The trust submitted a revised request to the DHSC for £12m, which has been approved since the board meeting. In a statement, the trust said this would fund the “most pressing priorities”.
Saffron Cordery, policy and strategy director at NHS Providers, said these problems have been common across the sector. She said: “We are absolutely seeing some issues with trusts struggling to access capital funding for emergency maintenance work.
“There’s a growing backlog that has become more and more pressing and trusts need instant investment.
“NHS Improvement and the DHSC are trying to keep within the spending limit and that’s where the cumulative impact of the capital to revenue transfers comes home to roost. There is a consequence to this and trusts absolutely need the money to address these pressing risks.”

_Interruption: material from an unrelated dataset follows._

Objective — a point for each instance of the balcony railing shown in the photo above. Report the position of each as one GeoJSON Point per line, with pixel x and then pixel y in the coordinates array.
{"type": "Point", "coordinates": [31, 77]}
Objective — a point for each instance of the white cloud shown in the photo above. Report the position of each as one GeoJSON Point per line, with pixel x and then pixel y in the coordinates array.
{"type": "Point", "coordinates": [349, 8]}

The DHSC did not respond to HSJ’s request for comment.
Data published by NHS Digital shows the backlog of “high risk” maintenance issues at trusts has been rising in recent years, growing to £950m in 2016-17.
After the third quarter of 2017-18, trusts had reduced their spending forecasts to £3.4bn, from the original plan of £4.3bn. This is still £100m above the limit for the sector, even after taking account of additional cash announced in the Budget.
A Barts spokeswoman said: “The trust has been facing capital constraints for some time. We have undertaken a detailed prioritisation exercise and have managed to secure DHSC funding for the most pressing priorities that cannot wait until the next financial year.”
She said this would include the installation of two new MRI scanners and updating IT equipment. The trust also receives funds from its charity but this is allocated through a separate capital programme.
Foundation trusts in surplus have greater control over their capital spending as they can draw on cash reserves built up in previous years.